Hyper-V backups and spurious entries in the plug and play database
For several months, i’ve had a problem on a Hyper-V host described WS08 and the black screen of waiting. Basically, the machine boots up, hangs 50 minutes being completely unresponsive, and then goes on working perfectly for weeks.
The problem was resolved (temporarily) by deleting shadow copies, but it still exists. As i’ve had time this weekend to investigate this closely, i’m pretty sure that i found the root cause of the problem, but i have no solution yet. Remember, this is all just a theory i cooked up – i’m putting this information out there in case anyone else has a similar problem.
My theory is that this is related to Plug & Play manager running enumeration of devices left by the Hyper-V VSS writer backup.
On the affected machine, the C:\windows\system32\config\SYSTEM file is around 170 MB. Using dureg, i could boil this down to two registry keys:
HKEY_LOCAL_MACHINE\SYSTEM\CurrentControlSet\Enum\SCSI\Disk&Ven_Msft&Prod_Virtual_Disk
HKEY_LOCAL_MACHINE\SYSTEM\CurrentControlSet\Control\DeviceClasses\{53f56307-b6bf-11d0-94f2-00a0c91efb8b}
Which are about 6 megabytes each, when looking at them using dureg:
C:\Users\z-l.beeler\Desktop>dureg.exe /lm “SYSTEM\CurrentControlSet\Enum\SCSI\Disk&Ven_Msft&Prod_Virtual_Disk”
Size of HKEY_LOCAL_MACHINE\SYSTEM\CurrentControlSet\Enum\SCSI\Disk&Ven_Msft&Prod_Virtual_Disk: 6575468
Since this machine has been operational since about a year, with daily backups (BE12.5), it is much more pronounced here than on other machines.
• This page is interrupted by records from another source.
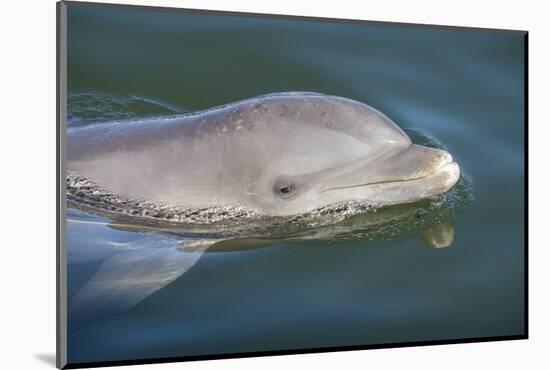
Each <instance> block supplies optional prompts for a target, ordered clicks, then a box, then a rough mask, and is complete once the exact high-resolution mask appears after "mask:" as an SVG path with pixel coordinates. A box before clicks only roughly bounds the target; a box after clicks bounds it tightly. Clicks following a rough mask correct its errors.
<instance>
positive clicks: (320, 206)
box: [233, 93, 460, 215]
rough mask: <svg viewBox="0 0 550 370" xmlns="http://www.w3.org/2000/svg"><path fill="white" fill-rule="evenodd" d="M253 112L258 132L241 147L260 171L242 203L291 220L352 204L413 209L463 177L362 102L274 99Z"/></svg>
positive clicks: (339, 99)
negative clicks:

The Virtual Disk being part of the backup procedure is visible in the System log – it produces errors during the backup and Microsoft even has a KB article on the issue KB958669.
The eventlog on the affected machine looks like this:
18:02 The quota minifilter driver completed rescanning directories under quota management on volume “\Device\HarddiskVolume3 (G:)”. All quota information is up-to-date.
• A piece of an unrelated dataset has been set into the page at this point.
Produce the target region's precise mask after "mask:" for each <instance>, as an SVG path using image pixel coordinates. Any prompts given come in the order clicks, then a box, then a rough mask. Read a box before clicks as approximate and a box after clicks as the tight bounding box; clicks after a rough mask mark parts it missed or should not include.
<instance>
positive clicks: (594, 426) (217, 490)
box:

18:48 The Plug and Play service entered the running state.
Which for me further indicates that there is some kind of issue with the Plug and Play service. Unfortunately, the machine is not reachable remotely during the issue, but my guess would be that the Plug and Play service is hung in a “Starting” state, causing the lockup issue because of kernel interactions.
Unfortunately, i don’t have enough information and i’m not sure if deleting random registry keys is a good approach on this. I’ve posted on MCSEboard.de and the TechNet Forums – in the hope of getting valuable feedback from other long-term Hyper-V users.
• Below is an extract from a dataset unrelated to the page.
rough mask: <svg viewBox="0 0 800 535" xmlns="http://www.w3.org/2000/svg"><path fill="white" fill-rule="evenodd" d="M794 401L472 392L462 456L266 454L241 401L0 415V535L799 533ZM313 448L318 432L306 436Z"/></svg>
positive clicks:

Update: I don’t have a solution yet, but i’ve received a few insights. Thanks to zahni from MCSEBoard.de i got a link to KB959476, which doesn’t match my specific issue, but definitively goes into the right direction.
I’ve also found the Device Remover software, which gives me a clear graphic representation of the issue – over 9500 devices on the affected server. It even offers a removal function, but i don’t want to risk using this tool on a production server.
I’ve also opened a case with Microsoft PSS, in hope of getting an official solution to this issue soon.
Update 2:Removing the devices cut down the number of devices to about 300. I did this after Microsoft PSS recommended me to remove them. As i assumed, this resolved the issue during boot-up hang. Unfortunately, even after installing WS08 SP2, the machines still creates new virtual hard drives when running backup. I will try to get this resolved completely.